During a silent passage I swallowed and it went the wrong way. Oh no, coughing fit coming up. Coughing interval followed by apology interval. Bugger, that didn't clear it. All concentration on the funeral evaporated and it became a battle of wills between my reflexes and my control systems. Breath slowly and deeply . . . etc.

Afterwards we all went for lunch into St Albans. Queues at every set of traffic lights and, when the lights went green at a pedestrian crossing, a formidable lady stepped in front of the car with her palm facing me and strode determinedly across the road. So I learned that, in those foreign parts, palm trumps green light. We parked in a multi-storey car park which started Full, then Spaces, then Full, then Spaces so nipped in quickish before it decided it was Full again. Passed a pavement sign which caught my eye and my sentiments:

We found a Moroccan Restaurant with lots of Vegetarian options but I chose differently. My Mains choice involved a salmon steak in a spicy cream sauce. Absolutely delicious:

It was brought to the table by a waitress piping hot and bubbling. The food was too. You can see it bubbling here:


The restaurant decor was typically Moroccan with coloured tiles and mosaics everywhere - EXCEPT, the toilet bowls were standard UK glazed white. Bit of a cop-out there . . .

I know, let's have a look at St Alban's Cathedral while we're here.

There were lots of young people sitting on the cathedral lawns in the sun. (None of us old people were 'cos we wouldn't be able to get up again.)

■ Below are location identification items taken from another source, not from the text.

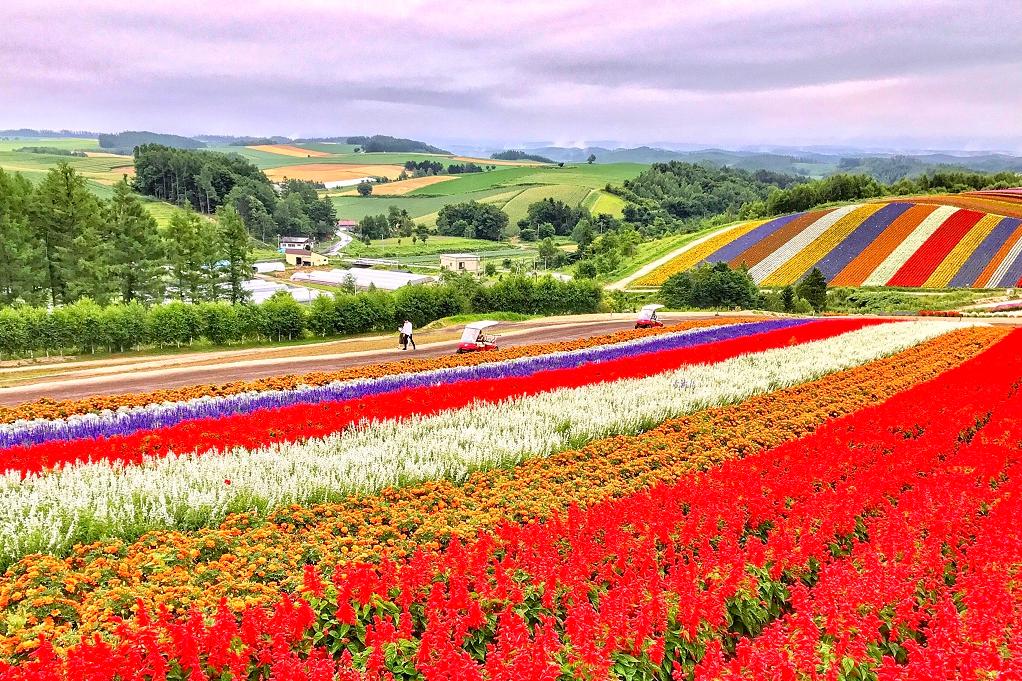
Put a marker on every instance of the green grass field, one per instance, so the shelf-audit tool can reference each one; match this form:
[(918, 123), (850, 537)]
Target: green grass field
[(600, 201)]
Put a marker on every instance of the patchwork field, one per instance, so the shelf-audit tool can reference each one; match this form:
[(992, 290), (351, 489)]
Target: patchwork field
[(332, 172), (288, 150), (402, 187), (936, 243)]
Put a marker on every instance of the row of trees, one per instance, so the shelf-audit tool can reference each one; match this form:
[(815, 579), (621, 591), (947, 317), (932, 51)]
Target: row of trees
[(716, 285), (87, 326), (397, 222), (59, 242), (206, 180), (844, 187)]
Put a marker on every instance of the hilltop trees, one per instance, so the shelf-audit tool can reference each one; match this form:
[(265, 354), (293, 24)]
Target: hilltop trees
[(483, 221), (64, 216), (20, 257), (206, 180), (137, 252)]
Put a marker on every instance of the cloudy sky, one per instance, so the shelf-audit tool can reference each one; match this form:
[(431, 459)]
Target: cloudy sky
[(888, 73)]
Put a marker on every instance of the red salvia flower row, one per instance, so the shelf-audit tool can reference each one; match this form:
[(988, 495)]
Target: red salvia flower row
[(870, 544)]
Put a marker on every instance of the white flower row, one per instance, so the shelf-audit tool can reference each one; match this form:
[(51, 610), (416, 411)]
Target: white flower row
[(776, 260), (248, 399), (907, 248), (80, 503)]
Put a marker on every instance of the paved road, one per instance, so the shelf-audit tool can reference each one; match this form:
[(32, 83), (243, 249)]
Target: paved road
[(135, 381)]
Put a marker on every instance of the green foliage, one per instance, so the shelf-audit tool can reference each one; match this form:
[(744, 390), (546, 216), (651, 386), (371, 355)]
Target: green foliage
[(381, 143), (814, 289), (680, 191), (517, 154), (486, 221), (137, 251), (236, 250), (713, 285), (126, 141)]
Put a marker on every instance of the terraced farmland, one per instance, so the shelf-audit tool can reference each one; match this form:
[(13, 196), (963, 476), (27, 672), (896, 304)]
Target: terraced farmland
[(927, 242)]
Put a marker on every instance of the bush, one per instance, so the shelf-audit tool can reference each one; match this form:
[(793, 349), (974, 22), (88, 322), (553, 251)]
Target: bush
[(710, 286)]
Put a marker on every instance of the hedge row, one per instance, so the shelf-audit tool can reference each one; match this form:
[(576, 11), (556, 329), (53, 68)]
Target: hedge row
[(87, 327)]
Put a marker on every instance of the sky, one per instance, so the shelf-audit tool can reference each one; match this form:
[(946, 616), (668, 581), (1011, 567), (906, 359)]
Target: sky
[(889, 74)]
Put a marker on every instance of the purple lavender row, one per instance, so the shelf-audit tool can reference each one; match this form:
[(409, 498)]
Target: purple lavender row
[(103, 425), (979, 259)]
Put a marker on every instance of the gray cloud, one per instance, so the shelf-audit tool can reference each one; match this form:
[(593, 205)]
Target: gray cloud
[(727, 73)]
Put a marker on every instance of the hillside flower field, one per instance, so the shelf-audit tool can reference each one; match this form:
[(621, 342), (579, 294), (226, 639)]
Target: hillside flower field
[(723, 498), (968, 240)]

Noticed two young girls doing some tai-chi type exercises with palms touching above heads and one foot resting against the opposite knee. (Old people? See above.)

After certain regretful thoughts that it would be unseemly to go into here, finally entered the cathedral. Noted the statutory large stained glass window was present. The God of Coloured Glass would surely have been grossly displeased without it.

Lots of statutory statuary was also on show:

BUT I've never seen a statue wearing specs before:

Oh, hang on, got it. Sponsored by Ye Olde Specsavres. There were also tombs galore. There’s one of St Alban's (quite appropriate really):

It said in the blurb that he was promised that no harm would befall him if he surrendered. He did and they killed him. These are the religious by the way. Still in thrall to them?

Here's the Compulsory font. Is it Calibri? Times New Roman most likely.

The tomb of the unknown invisible man:

"What, permission to take photographs withheld? Then I'll withhold the £1000 donation then . . . . . And give it to the Charitable Foundation for the Protection of Words with Two 'h's side by side."

On the way back to the car park we passed a plaque telling us that here was housed the 3rd printing press in the whole of England. How did they know? Because they printed posters on that very press which said "Roll up, roll up (this was before they invented roll-ups). Come and visit the 3rd printing press in the whole of England (maybe) (Other printing presses are available)".

The payment machine in the multistorey car park was broken and a notice said “Use machine on floor below”. Went to floor below and the payment machine was broken. Notice said “Use machine on floor above”. Set off home very tired and several days later than planned.

Nothing of interest happened on the journey back except the temperature reached 25C on the M25 – hence the name of course. Had another Costa packet experience and another sandwich eaten. Daughter drove the rest of the way. But just before that, she couldn't start the car. “Oh no, I've broken dad's car and I've only just changed seats.” Got out, sat in driver's seat, started car. Then I remembered. It won't start unless you have your foot on the brake or the clutch or both! Phew. Disaster narrowly averted.

After an uneventful drive amid fitful employment of cruise control, arrived home safely. That's all there is, sorry. And I tore up the flyer, printed on some printing press or other, urging me to buy the Observer's Book of Printing Presses at a huge (small) discount if I donated to the fund to restore the 47th printing press in England, still to be discovered.